Huh? Most of us associate growth with big ideas, big schemes, and big transformations. That is not untrue. But the big transformations are more likely to be to the mindset of leadership than to the activities of the organization. It took me a while to figure it out, but scalable companies aren’t necessarily smarter or better, but they are more focused. It seems counterintuitive but the secret to success is less is more.
Here is how that works. When a company is clear on strategy (and clarity requires passing the test of knowing what you won’t do), it can use that to prioritize work down to a desktop level. If work isn’t helping accomplish the big picture specifically, does it need to be done? Applying the best resources where your firm anticipates getting the biggest return means you can accomplish your goals with less total time and money spent.
When working in a corporate setting I can remember the start of yet another big company-wide initiative that was supposed to revolutionize work through grass roots simplification. It was called Continuous Improvement. It is still considered valuable today in many corporate cultures. And it can be. However, in this instance, the process of setting up the infrastructure, assigning teams, conducting the training, and trying to change historical patterns went nowhere. It was a three-year exercise, not a change in mindset. Why? Because the focus and resulting culture of the organization didn’t change. Continuous Improvement became a complicated project layered on top of an existing culture and most people had the attitude “this too shall pass.” Complexity, even with good intentions, slows things down.

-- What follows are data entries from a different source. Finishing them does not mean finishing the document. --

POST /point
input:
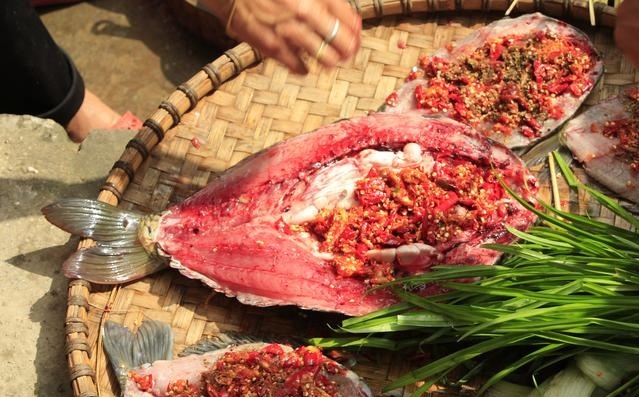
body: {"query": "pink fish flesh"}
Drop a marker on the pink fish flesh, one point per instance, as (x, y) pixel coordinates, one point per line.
(605, 140)
(515, 80)
(144, 366)
(255, 231)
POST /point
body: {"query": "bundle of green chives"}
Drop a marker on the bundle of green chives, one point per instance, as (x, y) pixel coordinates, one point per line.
(569, 286)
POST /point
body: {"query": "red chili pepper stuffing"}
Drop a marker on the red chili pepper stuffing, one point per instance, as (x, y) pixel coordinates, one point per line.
(272, 372)
(144, 382)
(626, 130)
(182, 388)
(392, 99)
(398, 207)
(515, 76)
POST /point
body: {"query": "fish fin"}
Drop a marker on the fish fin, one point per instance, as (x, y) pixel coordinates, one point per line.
(153, 342)
(112, 265)
(118, 344)
(119, 256)
(538, 153)
(94, 219)
(224, 340)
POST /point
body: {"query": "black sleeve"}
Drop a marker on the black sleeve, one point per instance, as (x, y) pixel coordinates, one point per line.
(38, 77)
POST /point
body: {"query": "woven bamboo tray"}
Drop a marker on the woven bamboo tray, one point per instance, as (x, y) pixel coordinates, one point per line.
(239, 104)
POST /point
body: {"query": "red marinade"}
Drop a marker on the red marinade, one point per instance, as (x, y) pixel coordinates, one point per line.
(408, 206)
(509, 82)
(627, 130)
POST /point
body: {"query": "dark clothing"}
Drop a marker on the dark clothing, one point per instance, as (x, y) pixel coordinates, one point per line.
(39, 78)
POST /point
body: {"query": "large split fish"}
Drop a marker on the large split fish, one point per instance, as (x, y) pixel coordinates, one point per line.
(515, 80)
(224, 366)
(318, 219)
(605, 140)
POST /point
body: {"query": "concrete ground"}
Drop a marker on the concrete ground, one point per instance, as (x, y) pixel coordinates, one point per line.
(131, 53)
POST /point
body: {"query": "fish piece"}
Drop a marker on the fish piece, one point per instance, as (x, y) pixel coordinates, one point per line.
(223, 366)
(515, 80)
(605, 140)
(249, 233)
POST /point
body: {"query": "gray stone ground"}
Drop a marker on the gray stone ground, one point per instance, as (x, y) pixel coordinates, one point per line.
(132, 53)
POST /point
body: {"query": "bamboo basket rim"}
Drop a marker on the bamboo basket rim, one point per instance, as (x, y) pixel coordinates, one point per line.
(211, 77)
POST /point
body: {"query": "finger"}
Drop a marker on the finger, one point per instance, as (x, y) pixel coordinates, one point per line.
(350, 19)
(321, 19)
(271, 45)
(300, 36)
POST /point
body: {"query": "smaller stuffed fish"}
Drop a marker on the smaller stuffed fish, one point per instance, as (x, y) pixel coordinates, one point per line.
(226, 366)
(515, 80)
(317, 220)
(605, 140)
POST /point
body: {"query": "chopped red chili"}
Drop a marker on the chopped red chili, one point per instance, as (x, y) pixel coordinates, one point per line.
(509, 83)
(626, 130)
(273, 372)
(407, 206)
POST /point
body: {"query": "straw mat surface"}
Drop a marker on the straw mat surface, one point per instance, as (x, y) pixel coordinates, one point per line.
(238, 105)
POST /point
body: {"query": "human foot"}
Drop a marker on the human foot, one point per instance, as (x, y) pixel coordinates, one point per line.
(92, 114)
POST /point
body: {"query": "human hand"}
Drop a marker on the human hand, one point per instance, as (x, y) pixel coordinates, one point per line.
(627, 30)
(288, 30)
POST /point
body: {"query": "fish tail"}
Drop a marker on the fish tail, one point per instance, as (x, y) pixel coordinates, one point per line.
(119, 255)
(153, 341)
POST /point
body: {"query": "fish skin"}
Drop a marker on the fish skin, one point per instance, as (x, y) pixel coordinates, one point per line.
(522, 25)
(310, 284)
(596, 152)
(148, 352)
(228, 235)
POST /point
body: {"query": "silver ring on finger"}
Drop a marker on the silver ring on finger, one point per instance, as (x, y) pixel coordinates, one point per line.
(333, 33)
(321, 50)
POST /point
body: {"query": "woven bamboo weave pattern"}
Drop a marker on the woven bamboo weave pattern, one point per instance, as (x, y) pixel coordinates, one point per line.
(238, 105)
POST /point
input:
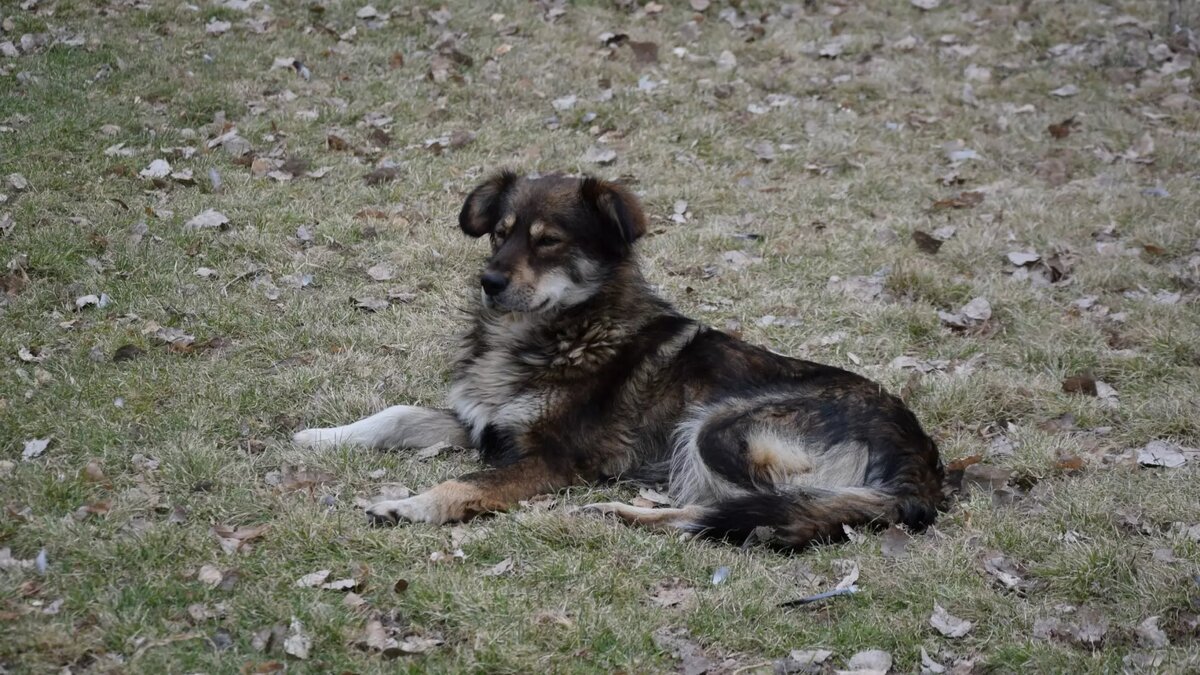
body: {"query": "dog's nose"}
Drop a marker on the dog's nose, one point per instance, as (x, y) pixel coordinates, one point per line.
(493, 282)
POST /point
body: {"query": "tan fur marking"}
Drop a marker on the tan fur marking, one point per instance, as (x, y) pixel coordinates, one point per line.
(505, 225)
(774, 459)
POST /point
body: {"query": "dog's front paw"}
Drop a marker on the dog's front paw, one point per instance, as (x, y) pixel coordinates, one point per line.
(413, 509)
(316, 438)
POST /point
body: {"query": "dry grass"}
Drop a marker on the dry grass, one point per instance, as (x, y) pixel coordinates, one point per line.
(858, 159)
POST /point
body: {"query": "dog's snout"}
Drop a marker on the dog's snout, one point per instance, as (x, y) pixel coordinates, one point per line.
(493, 282)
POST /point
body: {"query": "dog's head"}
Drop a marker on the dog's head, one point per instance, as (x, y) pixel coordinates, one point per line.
(555, 239)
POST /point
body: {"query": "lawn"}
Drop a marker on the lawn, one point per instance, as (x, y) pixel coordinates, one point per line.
(225, 221)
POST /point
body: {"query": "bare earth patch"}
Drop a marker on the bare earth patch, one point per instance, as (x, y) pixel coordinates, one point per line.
(228, 220)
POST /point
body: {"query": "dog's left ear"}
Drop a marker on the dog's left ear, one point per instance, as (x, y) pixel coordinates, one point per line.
(485, 204)
(616, 204)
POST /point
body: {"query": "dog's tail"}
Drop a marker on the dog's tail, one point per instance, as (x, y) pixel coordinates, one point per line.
(804, 515)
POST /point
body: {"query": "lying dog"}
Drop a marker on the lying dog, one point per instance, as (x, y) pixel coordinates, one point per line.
(575, 372)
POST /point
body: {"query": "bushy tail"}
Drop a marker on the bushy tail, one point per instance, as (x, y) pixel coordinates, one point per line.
(804, 515)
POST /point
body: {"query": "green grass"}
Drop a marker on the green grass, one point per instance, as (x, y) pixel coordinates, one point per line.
(217, 422)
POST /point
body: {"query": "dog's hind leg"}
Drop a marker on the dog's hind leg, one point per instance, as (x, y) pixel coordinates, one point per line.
(654, 518)
(399, 426)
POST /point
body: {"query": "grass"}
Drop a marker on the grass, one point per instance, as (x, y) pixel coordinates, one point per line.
(858, 160)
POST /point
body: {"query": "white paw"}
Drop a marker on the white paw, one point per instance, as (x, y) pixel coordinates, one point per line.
(316, 438)
(413, 509)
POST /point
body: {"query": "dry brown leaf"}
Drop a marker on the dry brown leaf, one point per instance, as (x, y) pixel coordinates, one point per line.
(673, 592)
(894, 542)
(927, 242)
(499, 568)
(947, 623)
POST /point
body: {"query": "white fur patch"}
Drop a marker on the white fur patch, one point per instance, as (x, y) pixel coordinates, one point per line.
(399, 426)
(691, 482)
(420, 508)
(793, 461)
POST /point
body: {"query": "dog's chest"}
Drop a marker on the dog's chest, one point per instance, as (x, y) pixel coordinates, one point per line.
(521, 371)
(492, 389)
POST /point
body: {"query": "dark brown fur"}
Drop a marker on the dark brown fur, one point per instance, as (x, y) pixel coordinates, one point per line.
(575, 372)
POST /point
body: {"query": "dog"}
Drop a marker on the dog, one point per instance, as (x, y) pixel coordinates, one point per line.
(575, 372)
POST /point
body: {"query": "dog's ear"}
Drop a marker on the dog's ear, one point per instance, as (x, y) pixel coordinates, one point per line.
(483, 208)
(616, 204)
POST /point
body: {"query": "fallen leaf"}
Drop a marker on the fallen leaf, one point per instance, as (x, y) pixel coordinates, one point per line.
(927, 242)
(850, 571)
(1021, 258)
(693, 659)
(1150, 634)
(894, 542)
(1163, 454)
(809, 658)
(1080, 383)
(91, 299)
(673, 592)
(947, 623)
(370, 303)
(598, 155)
(209, 575)
(209, 219)
(348, 584)
(765, 150)
(654, 496)
(1006, 571)
(499, 568)
(382, 174)
(382, 272)
(234, 539)
(1061, 130)
(419, 644)
(297, 643)
(975, 312)
(645, 53)
(929, 665)
(156, 171)
(312, 579)
(960, 201)
(217, 27)
(871, 661)
(1090, 626)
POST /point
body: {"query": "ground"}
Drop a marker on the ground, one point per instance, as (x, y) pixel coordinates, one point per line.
(823, 178)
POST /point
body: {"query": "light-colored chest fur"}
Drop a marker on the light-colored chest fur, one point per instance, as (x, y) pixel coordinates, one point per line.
(511, 383)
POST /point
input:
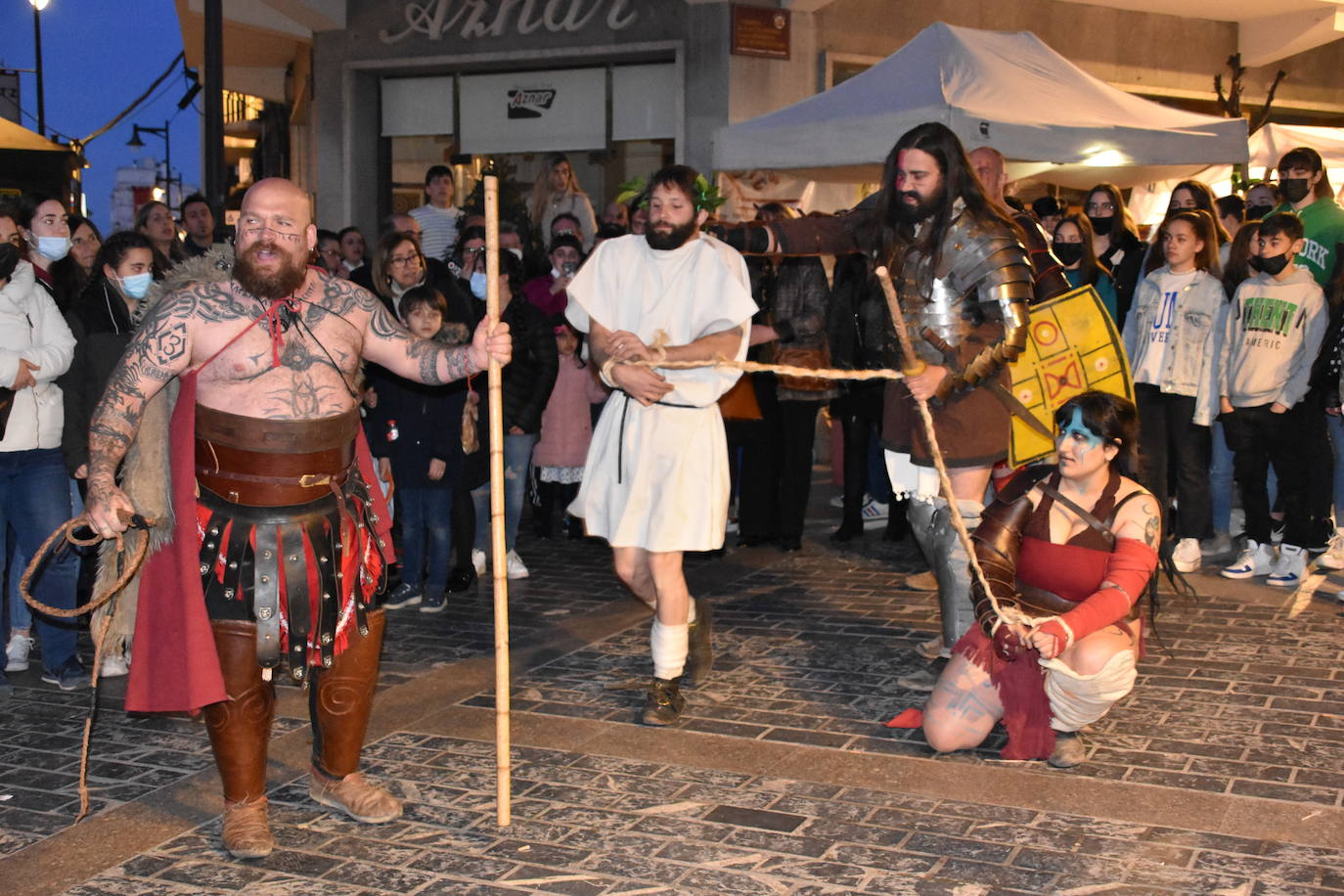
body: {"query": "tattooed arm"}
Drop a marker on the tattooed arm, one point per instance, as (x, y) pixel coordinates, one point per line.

Another obstacle is that what works isn’t always what is done. Consider the concept of sabermetrics. It has always been one of my favorites as both a baseball fan and a believer in data-driven decisions. Essentially it is the empirical analysis of baseball, especially baseball statistics that measure in-game activity. One famous outcome, captured in the movie Moneyball, is that the statistic that most correlated with winning games, was the unsung hero of “on-base-percentage.” One of the least favorite of big-name players, coaches, and recruiters. OBP as it is known tracks how often a player gets on base and not how they get on base. Most players with high OBP do the least exciting thing—they walk a lot. Not nearly as likely to drive fans to games as big-time home runs. What may be less obvious is that you can’t score unless you get on base so the more times you do that, the more runs scored, and you must score to win. This discovery should have changed the world of baseball—but it didn’t. The industry didn’t like it. It didn’t fit their long-held assumptions and they have not deployed it as you would expect. Hard data is rejected while deferring to historical beliefs. Check out this previous blog!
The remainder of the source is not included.